“E eu quiço”?

Tem gente que gosta de futebol. Já outros estão mais preocupados com outras coisas que nos atormentam. Já eu, de muito tempo passei a gostar de outra bolinha da mesma forma redonda, que não rola pelos gramados, mas vai de um lado pro outro, impelida pelas raquetes, esporte que fui adepto na juventude, agora passei a mero espectador.

O tênis passou a ser a minha menina dos olhos. Pena que meu ícone está prestes a se aposentar. Federer, Guga, e outros tenistas de escol, fizeram história pelas quadras afora. Já este ano, fatídico pela tal pandemia, quase não os tenho visto jogar. E são partidas memoráveis. Algumas duram mais de quatro horas. E não se veem brigas de torcidas, algazarras extra campo, até a torcida se comporta muito melhor.

Tenho pelo tênis de quadra o maior apreço. Ainda bato as minhas bolinhas. Se bem que apreciaria jogar muito mais.

Já o futebol, com tantos pernas de pau, jogadores que não justificam os altos salários, ganham uma fortuna, e não fazem justiça à fama que conquistaram, passam a maior parte do tempo no estaleiro. A exemplo cito um craque verdadeiro. Que sofre com as entradas desleais.

Tenho por estima maior um amigo. Há esta hora, quase madrugada, ele já tirou o seu leitinho. E se prepara para encher o cocho de uma ração cheirosa. Que não apenas enche o bucho da vacada como as faz produzir ainda mais.

Seu Chico, caboclo trabalhador e meio arisco, acorda ao cantar do galo. Dorme juntinho às galinhas. Tem o sono pesado. Acorda meio emburrado. Tem um gênio de cão raivoso e um coração amanteigado como brigadeiro feito na hora.

É só não bulir com ele que tudo corre as mil maravilhas. Mas, se o tiram do sério aguentem as consequências.

Ele, com a enxada nas mãos, com a foice pronta a ceifar capim, é um risco calculado.

Um dia, esturdia se não me falha a memória, fiz-lhe uma visitinha de última hora. Era ainda cedo. Por volta da volta das seis e meia.

Ele já estava prontinho a deixar o curral. As vacas apartadas de suas crias. Os canarinhos da terra ciscavam o esterco do curral. As maritacas palradeiras grasnavam em volta das jabuticabeiras carregadinhas de frutinhas doces.

Seu Chico, apelidado de Chico das goiabas, e como ele gostava de fazer goiabada cascão naquele fogão improvisado no terreiro atrás de sua morada, recebeu-me com um sorriso meio como se dissesse que estou com pressa, já que tinha muita coisa a fazer ainda, fiz questão de falar pouco.

Comentei com o velho amigo o resultado do jogo do último final de semana.
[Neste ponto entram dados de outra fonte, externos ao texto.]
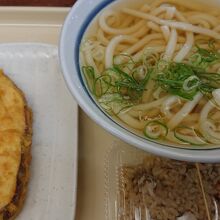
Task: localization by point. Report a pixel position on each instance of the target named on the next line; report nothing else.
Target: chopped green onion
(102, 85)
(155, 130)
(191, 83)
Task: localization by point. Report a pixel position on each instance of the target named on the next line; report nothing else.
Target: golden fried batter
(15, 142)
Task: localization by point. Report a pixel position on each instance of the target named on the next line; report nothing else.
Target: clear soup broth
(155, 69)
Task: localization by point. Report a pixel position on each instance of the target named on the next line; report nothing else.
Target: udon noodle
(156, 68)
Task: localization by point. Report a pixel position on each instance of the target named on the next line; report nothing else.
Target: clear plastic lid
(140, 186)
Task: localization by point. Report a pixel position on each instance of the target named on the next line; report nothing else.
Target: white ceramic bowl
(74, 27)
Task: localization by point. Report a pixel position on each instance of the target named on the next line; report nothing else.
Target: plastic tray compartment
(140, 186)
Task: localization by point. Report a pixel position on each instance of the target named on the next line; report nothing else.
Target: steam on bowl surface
(148, 73)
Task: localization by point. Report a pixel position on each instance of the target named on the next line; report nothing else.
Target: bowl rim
(89, 106)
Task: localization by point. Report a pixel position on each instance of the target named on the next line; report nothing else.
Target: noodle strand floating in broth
(156, 70)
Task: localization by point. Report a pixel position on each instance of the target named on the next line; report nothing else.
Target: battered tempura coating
(15, 142)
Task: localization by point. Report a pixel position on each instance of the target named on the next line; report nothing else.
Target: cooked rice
(165, 189)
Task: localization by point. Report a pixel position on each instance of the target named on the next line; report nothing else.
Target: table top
(56, 3)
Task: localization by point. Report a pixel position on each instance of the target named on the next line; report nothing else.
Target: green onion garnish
(155, 130)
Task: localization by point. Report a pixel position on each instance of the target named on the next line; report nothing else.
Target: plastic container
(140, 186)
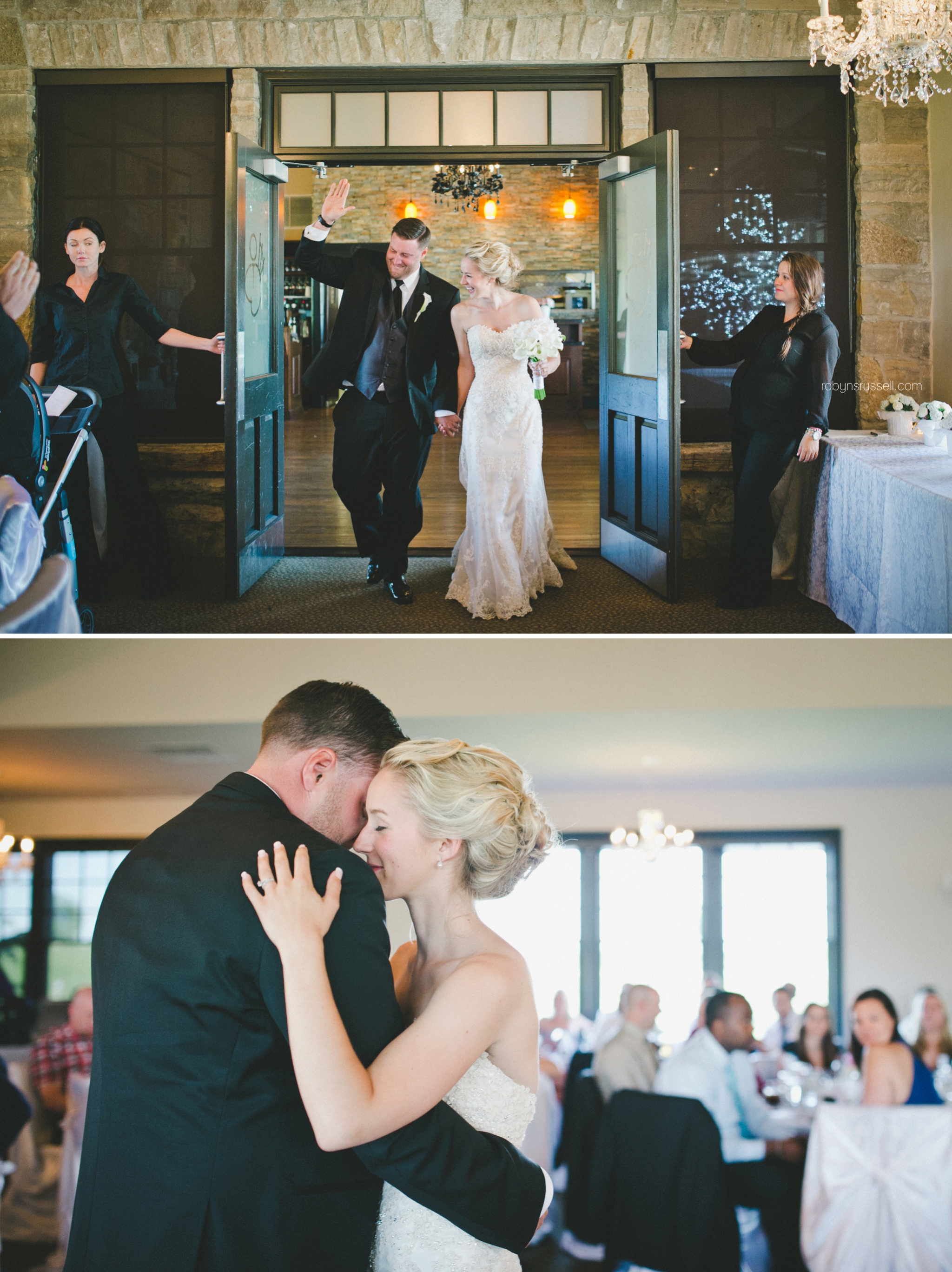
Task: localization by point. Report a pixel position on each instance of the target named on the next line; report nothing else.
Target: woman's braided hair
(480, 795)
(807, 277)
O palmeiras sagrou-se campeão da libertadores. E o clube atlético mineiro quase erguia a taça de campeão brasileiro.

Como eu ele não apreciava futebol. “Não tenho tempo para besteira. Trabalho o dia inteiro. Mal assisto à televisão”.
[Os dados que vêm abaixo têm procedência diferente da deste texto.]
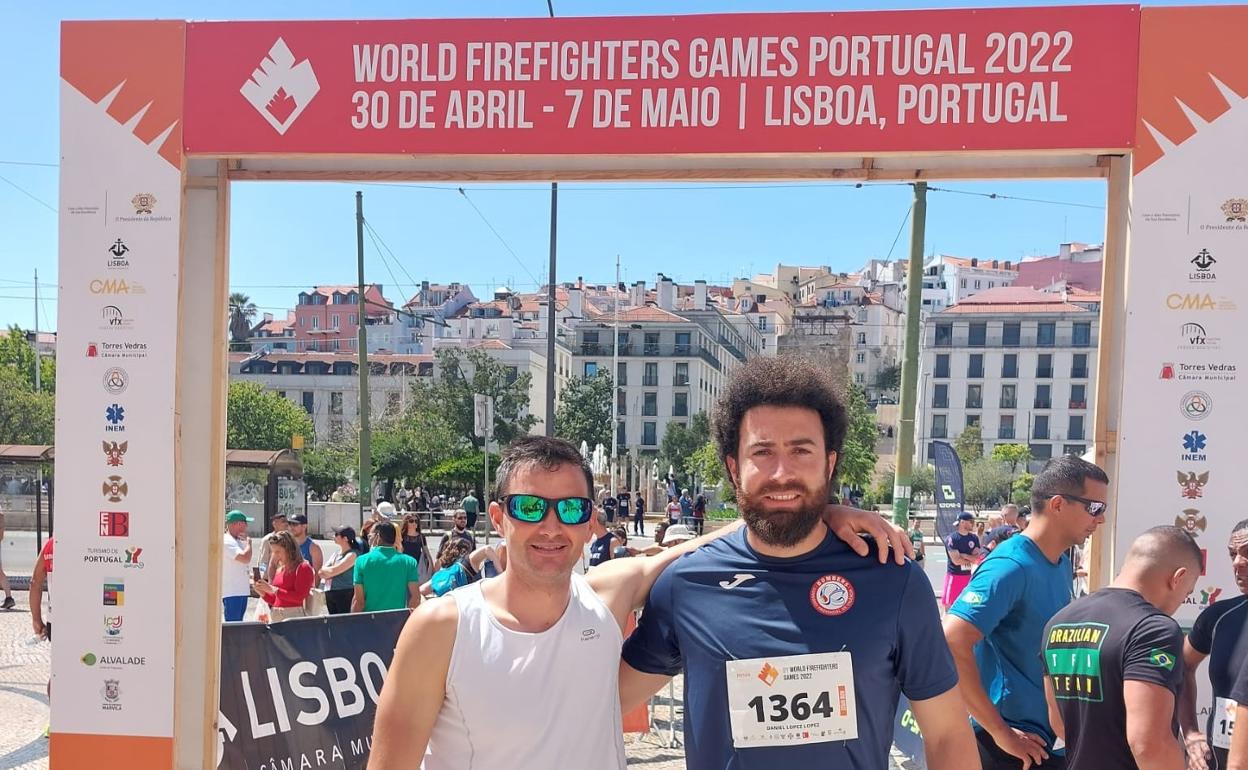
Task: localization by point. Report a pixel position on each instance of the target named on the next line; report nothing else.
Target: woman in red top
(292, 579)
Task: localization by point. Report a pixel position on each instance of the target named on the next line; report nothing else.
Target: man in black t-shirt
(1113, 660)
(1217, 634)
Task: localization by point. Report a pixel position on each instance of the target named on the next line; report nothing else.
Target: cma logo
(1197, 301)
(115, 286)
“Seu Chico, não lhe importa o resultado das partidas? Não torce por nenhum time”?

Ele, num muxoxo que poderia ser sentido até debaixo do pé de jabuticaba, mesmo sob o alarido das maritacas, me respondeu meio contrariado: “e eu quiço”?

Pra meio entendedor meia palavra basta. Nunca mais conversamos sobre futebol. Melhor mudar de assunto. Falar da chuva que cai, do canto do sabiá, até mesmo do matraquear das maritacas, não apenas pra ele, como pra mim mesmo, soa melhor do que aquele foguetório que incomoda os ouvidos dos pobres cãezinhos da cidade, que se escondem ao menor estampido.